I want to test hcxdumptool, a tool that elicits and captures PMKIDs for use in password cracking.
I want to test this responsibly on my own hardware. However, I can't seem to convince my router to give out valid PMKIDs!
The router is configured for WPA2-PSK. I have tried various combinations of 802.11r settings that I thought might make a difference, but nothing has worked for me.
Here is my current wireless config:
config wifi-device 'radio0'
option type 'mac80211'
option channel '11'
option hwmode '11g'
option path 'platform/10300000.wmac'
option htmode 'HT20'
option disabled '0'
config wifi-iface 'default_radio0'
option device 'radio0'
option network 'lan'
option mode 'ap'
option ssid 'PMKID Test'
option key 'password'
option ft_over_ds '1'
option ft_psk_generate_local '1'
option ieee80211r '1'
option ieee80211w '2'
option encryption 'psk2'
Any ideas?
I'd set ieee80211w to 0, to disable MFP.
Thanks for your reply!
I have tried with every possible combination of ieee80211w
: 0
, 1
, and 2
, with no result.
Do you have two APs running in tandem (both have the same SSID, same pass, identical 802.11r settings)? As far as I can read, the attack in question relies on the PMKID which should be sent via management frames during a client roam.

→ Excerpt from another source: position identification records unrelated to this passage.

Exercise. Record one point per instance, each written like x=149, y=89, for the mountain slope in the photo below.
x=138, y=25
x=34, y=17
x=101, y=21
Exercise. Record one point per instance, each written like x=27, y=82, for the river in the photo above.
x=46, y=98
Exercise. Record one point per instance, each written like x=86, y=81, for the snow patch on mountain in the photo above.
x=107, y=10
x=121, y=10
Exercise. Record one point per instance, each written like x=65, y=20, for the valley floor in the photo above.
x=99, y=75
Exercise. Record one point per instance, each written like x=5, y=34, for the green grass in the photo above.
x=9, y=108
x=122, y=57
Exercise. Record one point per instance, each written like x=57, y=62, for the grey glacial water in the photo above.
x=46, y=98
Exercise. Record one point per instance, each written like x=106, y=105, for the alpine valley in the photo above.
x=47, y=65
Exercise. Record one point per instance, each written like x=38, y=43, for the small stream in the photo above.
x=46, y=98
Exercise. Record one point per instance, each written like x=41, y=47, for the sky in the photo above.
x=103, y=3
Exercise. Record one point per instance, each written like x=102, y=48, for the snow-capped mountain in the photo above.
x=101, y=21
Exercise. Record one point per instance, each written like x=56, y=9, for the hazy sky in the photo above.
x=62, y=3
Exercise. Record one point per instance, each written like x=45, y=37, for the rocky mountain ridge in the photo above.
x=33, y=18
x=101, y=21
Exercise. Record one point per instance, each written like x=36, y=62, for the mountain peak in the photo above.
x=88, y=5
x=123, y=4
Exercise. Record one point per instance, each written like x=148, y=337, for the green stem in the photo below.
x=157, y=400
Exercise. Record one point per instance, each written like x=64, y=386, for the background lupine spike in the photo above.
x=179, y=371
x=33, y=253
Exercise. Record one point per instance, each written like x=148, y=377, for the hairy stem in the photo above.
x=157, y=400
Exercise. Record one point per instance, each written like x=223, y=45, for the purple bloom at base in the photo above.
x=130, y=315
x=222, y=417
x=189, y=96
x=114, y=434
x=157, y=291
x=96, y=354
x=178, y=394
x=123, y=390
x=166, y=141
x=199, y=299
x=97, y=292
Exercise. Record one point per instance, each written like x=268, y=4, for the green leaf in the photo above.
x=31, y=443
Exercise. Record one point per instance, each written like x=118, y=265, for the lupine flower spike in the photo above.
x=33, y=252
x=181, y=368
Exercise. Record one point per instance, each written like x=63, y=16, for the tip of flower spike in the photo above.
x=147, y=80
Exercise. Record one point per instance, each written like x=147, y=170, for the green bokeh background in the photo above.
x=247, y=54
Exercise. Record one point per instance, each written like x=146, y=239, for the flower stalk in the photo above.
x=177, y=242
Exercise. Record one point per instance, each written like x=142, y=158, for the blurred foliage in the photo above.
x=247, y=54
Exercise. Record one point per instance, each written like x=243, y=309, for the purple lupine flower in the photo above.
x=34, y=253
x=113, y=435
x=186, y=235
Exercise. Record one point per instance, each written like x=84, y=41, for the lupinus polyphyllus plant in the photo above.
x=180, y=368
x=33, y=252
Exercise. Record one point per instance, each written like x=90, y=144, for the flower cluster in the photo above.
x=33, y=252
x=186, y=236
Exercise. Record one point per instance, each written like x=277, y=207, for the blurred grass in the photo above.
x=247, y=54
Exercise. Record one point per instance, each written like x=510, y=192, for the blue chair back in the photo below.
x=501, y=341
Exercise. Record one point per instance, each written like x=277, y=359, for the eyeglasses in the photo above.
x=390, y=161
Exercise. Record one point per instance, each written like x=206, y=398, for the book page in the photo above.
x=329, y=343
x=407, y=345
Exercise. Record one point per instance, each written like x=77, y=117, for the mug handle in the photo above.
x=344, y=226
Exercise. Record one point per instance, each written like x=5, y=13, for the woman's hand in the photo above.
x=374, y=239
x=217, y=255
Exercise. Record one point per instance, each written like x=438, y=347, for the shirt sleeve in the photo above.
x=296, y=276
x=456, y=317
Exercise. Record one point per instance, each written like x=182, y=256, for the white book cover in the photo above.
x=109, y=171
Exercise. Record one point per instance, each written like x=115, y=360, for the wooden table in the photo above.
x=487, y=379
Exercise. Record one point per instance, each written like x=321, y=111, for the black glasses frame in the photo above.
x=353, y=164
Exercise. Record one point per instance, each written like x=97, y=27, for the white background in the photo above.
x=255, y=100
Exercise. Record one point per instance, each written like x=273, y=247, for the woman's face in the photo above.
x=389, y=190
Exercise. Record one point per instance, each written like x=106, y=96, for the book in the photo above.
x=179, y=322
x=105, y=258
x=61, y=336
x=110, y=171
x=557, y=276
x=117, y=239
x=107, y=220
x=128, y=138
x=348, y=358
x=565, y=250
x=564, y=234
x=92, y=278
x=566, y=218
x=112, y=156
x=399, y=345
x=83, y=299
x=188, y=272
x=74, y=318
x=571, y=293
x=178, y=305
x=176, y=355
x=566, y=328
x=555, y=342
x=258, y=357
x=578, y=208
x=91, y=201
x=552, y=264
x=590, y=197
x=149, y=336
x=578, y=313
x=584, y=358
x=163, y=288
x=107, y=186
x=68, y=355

Maybe the magic here is that you need to actually roam at least once with a client device during your monitoring? I don't know if any countermeasures are included in OpenWRT for this.
I do not, no. You're right, that is the intent of the PMKID caching.
However, some devices will emit the PMKID even when operating as a standalone AP and with no clients attached. That's what I'm trying to replicate with OpenWrt.
hcxdumptool
performs a partial connection to an AP that causes the AP to emit a PMKID on those routers. I've seen it demonstrated on another router, stand-alone AP with no clients, not part of a larger network -- I just can't seem to get OpenWrt to do it. My best guess is that there's some hostapd
setting that needs to be overridden, but I have no idea what...
I've also tried setting rsn_preauth '1'
, but that didn't make any difference either.